The multi page extraction model has the following characteristics:

  • Easy to use : Each step is equipped with guidance. The whole Process of "data management - > annotation - > evaluation - > verification configuration - > online" is completed without code. You can learn how to create a document understanding agent that can be used in the production environment by hand.
  • Flexible configuration : Verification rules can be configured by preset and code. Users can configure personalized verification logic according to business needs.

Usage method

Next, take the bidding announcement screening in the business scenario description as an example to create an intelligent review model of bidding announcement. Use pre training AI Capability Document Extraction The pre training model of bidding announcement provided is extracted and checked by adding user-defined rules:

  1. The project is in Beijing
  2. The investment amount is more than 2.5 million yuan
  3. The construction period is more than 30 days

If the business personnel confirm that the bidding announcement meets the above three conditions, they can mark the bidding announcement as suitable for tracking.

Create model

1) After logging in to the platform, click the on the left navigation bar Document understanding get into Multi page extraction model

2) Click New model , Create a training model for pre bidding Intelligent review of bidding announcement Model.

  • OCR engine: because the input of the model is non plain text information such as pictures and PDF, OCR recognition is required; The effect of OCR will affect the effect of subsequent extraction. Please evaluate the effect of OCR recognition before selecting
  • Pre training model: at present, the platform does not support user training model. If you need to extract, please select the corresponding pre training model

semanticModel1

3) Click start or to configure Enter model configuration

semanticModel2

4) After entering the model configuration, you will see the in the upper right corner Work progress For guidance, please complete the following steps according to the guidance of work progress.

semanticModel3

New field

1) Click step 1 in the work progress to create a new field, and click Go to new , Enter field paging.

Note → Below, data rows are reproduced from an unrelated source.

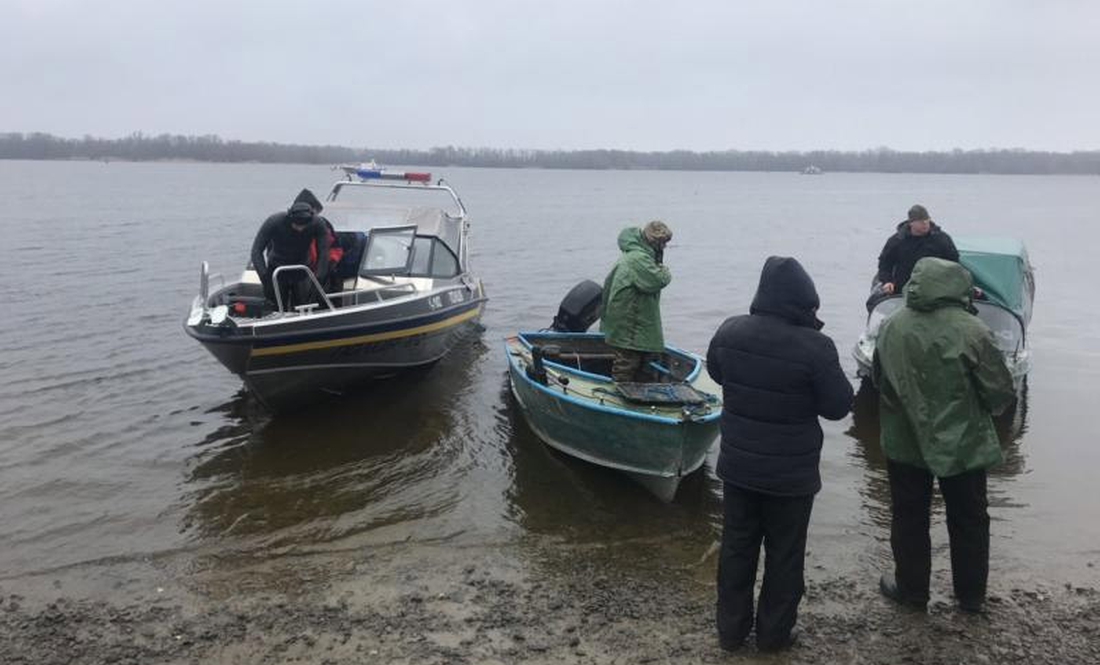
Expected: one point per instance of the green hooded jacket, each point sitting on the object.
(939, 375)
(631, 301)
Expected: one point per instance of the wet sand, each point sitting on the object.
(541, 601)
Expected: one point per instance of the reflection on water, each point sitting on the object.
(373, 457)
(1010, 425)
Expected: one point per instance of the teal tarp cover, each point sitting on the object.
(1000, 267)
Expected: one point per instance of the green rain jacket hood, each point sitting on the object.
(631, 301)
(939, 376)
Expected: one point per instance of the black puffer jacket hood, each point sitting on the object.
(307, 197)
(787, 291)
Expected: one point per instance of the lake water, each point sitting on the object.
(121, 440)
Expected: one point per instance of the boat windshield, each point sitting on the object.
(388, 251)
(1008, 333)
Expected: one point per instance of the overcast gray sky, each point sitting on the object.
(561, 74)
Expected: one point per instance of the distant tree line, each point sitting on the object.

2) Create the field you want the model to extract from the file. Here, we add a field named Suitable for tracking Field for.

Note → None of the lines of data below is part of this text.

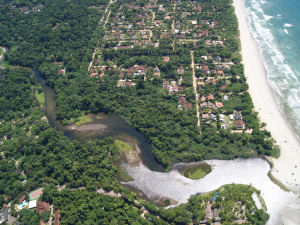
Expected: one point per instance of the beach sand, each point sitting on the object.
(265, 104)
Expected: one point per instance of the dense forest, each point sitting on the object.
(34, 152)
(70, 35)
(54, 36)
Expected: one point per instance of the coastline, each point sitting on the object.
(1, 56)
(265, 104)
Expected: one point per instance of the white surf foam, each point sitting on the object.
(267, 17)
(239, 171)
(288, 25)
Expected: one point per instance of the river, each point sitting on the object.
(155, 185)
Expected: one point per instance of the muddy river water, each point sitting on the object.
(150, 179)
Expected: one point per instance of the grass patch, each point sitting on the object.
(5, 65)
(40, 96)
(124, 147)
(167, 202)
(81, 120)
(262, 202)
(276, 152)
(197, 172)
(123, 175)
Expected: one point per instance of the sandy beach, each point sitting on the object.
(288, 164)
(1, 56)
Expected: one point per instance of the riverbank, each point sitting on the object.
(2, 51)
(286, 168)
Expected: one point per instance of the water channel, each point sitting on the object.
(151, 181)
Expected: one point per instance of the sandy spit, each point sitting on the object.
(287, 167)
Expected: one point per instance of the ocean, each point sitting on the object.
(275, 25)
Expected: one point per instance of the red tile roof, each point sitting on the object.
(21, 199)
(57, 217)
(42, 206)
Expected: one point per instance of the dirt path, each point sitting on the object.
(99, 23)
(107, 18)
(1, 56)
(195, 88)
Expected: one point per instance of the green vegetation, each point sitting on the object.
(262, 201)
(81, 120)
(233, 202)
(167, 202)
(198, 171)
(40, 96)
(123, 175)
(58, 38)
(124, 147)
(276, 152)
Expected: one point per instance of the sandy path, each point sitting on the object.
(1, 56)
(101, 20)
(195, 88)
(265, 103)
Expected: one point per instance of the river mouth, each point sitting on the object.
(100, 127)
(150, 183)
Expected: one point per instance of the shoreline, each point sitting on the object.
(265, 103)
(2, 56)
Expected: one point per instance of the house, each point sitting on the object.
(21, 199)
(4, 215)
(205, 69)
(222, 118)
(62, 71)
(213, 117)
(41, 207)
(165, 83)
(223, 87)
(166, 59)
(203, 105)
(201, 84)
(139, 70)
(216, 215)
(220, 72)
(57, 217)
(240, 124)
(181, 100)
(180, 70)
(238, 116)
(211, 105)
(219, 104)
(205, 116)
(94, 74)
(210, 97)
(219, 67)
(32, 204)
(214, 82)
(218, 58)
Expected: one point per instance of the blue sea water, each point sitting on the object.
(275, 25)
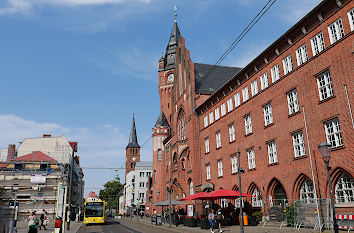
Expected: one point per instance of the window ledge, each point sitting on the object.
(293, 114)
(273, 164)
(338, 148)
(327, 99)
(349, 204)
(300, 157)
(269, 125)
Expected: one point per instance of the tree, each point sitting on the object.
(111, 192)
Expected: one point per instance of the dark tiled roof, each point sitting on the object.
(210, 84)
(133, 139)
(162, 121)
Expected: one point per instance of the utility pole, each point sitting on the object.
(240, 190)
(68, 213)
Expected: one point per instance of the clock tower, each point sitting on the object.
(132, 151)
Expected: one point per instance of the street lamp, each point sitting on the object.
(325, 151)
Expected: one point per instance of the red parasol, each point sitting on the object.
(222, 193)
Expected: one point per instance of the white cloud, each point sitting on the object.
(25, 6)
(100, 147)
(128, 62)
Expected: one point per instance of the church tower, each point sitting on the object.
(132, 151)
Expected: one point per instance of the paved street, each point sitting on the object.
(127, 225)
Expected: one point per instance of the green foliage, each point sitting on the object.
(290, 215)
(258, 215)
(111, 192)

  • If the pre training model is selected, the model will automatically create all fields supported by the pre training model.
  • The field name cannot exceed 20 words
  • The field type can be string or array. The type cannot be modified after the field is created
  • Please be careful to delete the field from Model creation Because the pre training model will return the results through the field name; If you accidentally delete the field [project name] created by the model, you can create a new field [project name] with the same name

semanticModel4

Upload data

1) Click step 2 in the work progress to upload data and click Go upload , Enter data paging.

2) Upload relevant business data to data management. After the data is uploaded, OCR identification will be carried out automatically, and labeling can be carried out only after the identification is completed.

  • The data in data management can be used for the evaluation of pre training model and the configuration of verification rules
  • If you want to try but do not have the appropriate document, you can use the Document Extraction - > Document Extraction test - > obtain test samples Obtain the test samples of the pre training model

semanticModel5

Label data and build evaluation set

1) Click step 3 in the work progress to mark the data, and click De label , Enter data paging.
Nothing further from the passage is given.